O objetivo, segundo o governo, é conter a “comercialização” do passaporte italiano e o aumento de solicitações, vindas principalmente da América do Sul – para onde milhões de italianos emigraram nos séculos 19 e 20.
“A nacionalidade não pode ser um instrumento para poder viajar para Miami com um passaporte europeu”, disse o ministro das Relações Exteriores italiano, Antonio Tajani, em entrevista coletiva depois que o Conselho de Ministros aprovou a nova legislação.
O que muda com a nova regra
A Itália concede sua nacionalidade seguindo, entre outros, o princípio do “jus sanguinis” (direito de sangue), ou seja, por descendência ou filiação, o que levou muitos estrangeiros, descendentes de antigos emigrantes italianos, a reivindicá-la.
Pelas regras atuais, qualquer pessoa que consiga provar que teve um ancestral italiano vivo após 17 de março de 1861, quando o Reino da Itália foi criado, pode solicitar a cidadania. Dessa forma, não havia limite de gerações para solicitar cidadania por sangue.

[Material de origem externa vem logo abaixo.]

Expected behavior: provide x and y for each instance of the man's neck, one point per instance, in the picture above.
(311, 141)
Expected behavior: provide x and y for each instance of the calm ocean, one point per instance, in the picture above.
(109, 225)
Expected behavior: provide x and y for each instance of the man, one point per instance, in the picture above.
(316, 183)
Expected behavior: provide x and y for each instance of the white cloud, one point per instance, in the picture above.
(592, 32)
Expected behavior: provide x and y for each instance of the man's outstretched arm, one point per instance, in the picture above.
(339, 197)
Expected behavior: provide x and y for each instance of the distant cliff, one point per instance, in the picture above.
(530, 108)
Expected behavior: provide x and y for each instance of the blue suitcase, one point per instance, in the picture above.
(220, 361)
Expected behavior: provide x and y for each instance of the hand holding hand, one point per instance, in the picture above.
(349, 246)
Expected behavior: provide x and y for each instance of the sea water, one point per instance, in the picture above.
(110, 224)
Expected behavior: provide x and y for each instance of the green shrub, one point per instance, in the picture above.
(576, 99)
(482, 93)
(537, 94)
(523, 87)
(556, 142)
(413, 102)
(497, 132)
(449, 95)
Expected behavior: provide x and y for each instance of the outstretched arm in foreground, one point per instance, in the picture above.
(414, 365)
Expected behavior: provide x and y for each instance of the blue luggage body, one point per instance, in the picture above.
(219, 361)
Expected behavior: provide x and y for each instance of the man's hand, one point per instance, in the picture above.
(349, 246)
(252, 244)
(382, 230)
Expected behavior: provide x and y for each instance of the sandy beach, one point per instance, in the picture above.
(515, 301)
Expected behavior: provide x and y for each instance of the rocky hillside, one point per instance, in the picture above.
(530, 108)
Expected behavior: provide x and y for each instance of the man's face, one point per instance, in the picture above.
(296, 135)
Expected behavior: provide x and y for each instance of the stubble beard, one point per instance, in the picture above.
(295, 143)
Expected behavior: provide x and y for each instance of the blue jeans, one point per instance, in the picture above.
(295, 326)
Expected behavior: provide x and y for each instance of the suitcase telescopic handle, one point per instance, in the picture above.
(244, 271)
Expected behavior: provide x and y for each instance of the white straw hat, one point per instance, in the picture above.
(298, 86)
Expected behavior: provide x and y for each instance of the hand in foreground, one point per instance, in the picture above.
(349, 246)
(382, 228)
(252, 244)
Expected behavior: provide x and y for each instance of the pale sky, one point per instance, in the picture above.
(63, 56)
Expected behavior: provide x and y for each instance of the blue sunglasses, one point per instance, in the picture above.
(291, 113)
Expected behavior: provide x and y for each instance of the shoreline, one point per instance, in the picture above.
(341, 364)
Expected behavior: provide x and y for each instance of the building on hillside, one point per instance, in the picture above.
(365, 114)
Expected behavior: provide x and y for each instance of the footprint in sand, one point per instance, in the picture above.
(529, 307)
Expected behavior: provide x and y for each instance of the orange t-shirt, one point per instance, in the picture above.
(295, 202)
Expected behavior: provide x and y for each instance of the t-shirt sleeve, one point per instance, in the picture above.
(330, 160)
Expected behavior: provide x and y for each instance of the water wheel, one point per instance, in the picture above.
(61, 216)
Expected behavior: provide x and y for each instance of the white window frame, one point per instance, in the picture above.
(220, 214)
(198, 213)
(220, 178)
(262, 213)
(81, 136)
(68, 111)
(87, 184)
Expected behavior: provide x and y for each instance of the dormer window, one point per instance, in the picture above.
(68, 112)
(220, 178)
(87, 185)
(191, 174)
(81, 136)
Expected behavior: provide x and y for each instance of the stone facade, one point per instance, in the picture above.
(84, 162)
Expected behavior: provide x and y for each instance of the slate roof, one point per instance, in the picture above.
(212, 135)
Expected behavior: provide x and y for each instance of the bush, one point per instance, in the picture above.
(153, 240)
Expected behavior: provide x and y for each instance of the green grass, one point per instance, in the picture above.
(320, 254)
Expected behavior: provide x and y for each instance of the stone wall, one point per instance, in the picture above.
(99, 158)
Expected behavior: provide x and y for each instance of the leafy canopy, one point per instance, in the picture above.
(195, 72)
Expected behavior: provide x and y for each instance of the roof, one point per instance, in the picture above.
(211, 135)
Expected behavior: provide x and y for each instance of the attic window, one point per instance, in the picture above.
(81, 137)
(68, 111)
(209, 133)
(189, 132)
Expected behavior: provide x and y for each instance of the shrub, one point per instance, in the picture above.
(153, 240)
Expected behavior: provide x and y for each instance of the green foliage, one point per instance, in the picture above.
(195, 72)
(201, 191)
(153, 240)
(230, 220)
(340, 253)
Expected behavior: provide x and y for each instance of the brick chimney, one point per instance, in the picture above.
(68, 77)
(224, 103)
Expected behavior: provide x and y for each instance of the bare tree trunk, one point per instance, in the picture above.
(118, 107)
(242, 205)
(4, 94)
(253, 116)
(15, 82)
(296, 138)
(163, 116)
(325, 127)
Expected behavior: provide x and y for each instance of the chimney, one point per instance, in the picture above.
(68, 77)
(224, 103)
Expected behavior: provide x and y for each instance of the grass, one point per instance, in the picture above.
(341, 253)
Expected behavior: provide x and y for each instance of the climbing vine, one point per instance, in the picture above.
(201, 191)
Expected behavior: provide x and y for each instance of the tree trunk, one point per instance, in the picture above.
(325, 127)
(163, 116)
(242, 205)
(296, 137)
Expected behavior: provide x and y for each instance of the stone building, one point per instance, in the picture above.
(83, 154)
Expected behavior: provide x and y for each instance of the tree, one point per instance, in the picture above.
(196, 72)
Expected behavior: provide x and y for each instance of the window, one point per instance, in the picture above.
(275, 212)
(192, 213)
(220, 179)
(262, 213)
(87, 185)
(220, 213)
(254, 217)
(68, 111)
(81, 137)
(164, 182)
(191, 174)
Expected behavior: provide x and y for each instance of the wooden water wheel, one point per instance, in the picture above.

Mas o decreto aprovado nesta sexta-feira muda esta orientação e estipula que os descendentes de italianos nascidos no exterior só receberão a cidadania automática por duas gerações: ou seja, se pelo menos um dos pais ou avós tiver nascido na Itália.
Com isso, mesmo quem seja filho ou neto de brasileiros que obtiveram a cidadania italiana anteriormente, mas não nasceram no país europeu, não poderá solicitar o benefício.
As regras valem para novos pedidos apresentados a partir de 0h desta sexta-feira, no horário italiano. Ou seja, apenas quem protocolou um pedido até as 19h59 do dia 27 de março, no horário do Brasil, está sujeito à norma antiga. Nada muda para quem já possui a cidadania ou o passaporte italiano.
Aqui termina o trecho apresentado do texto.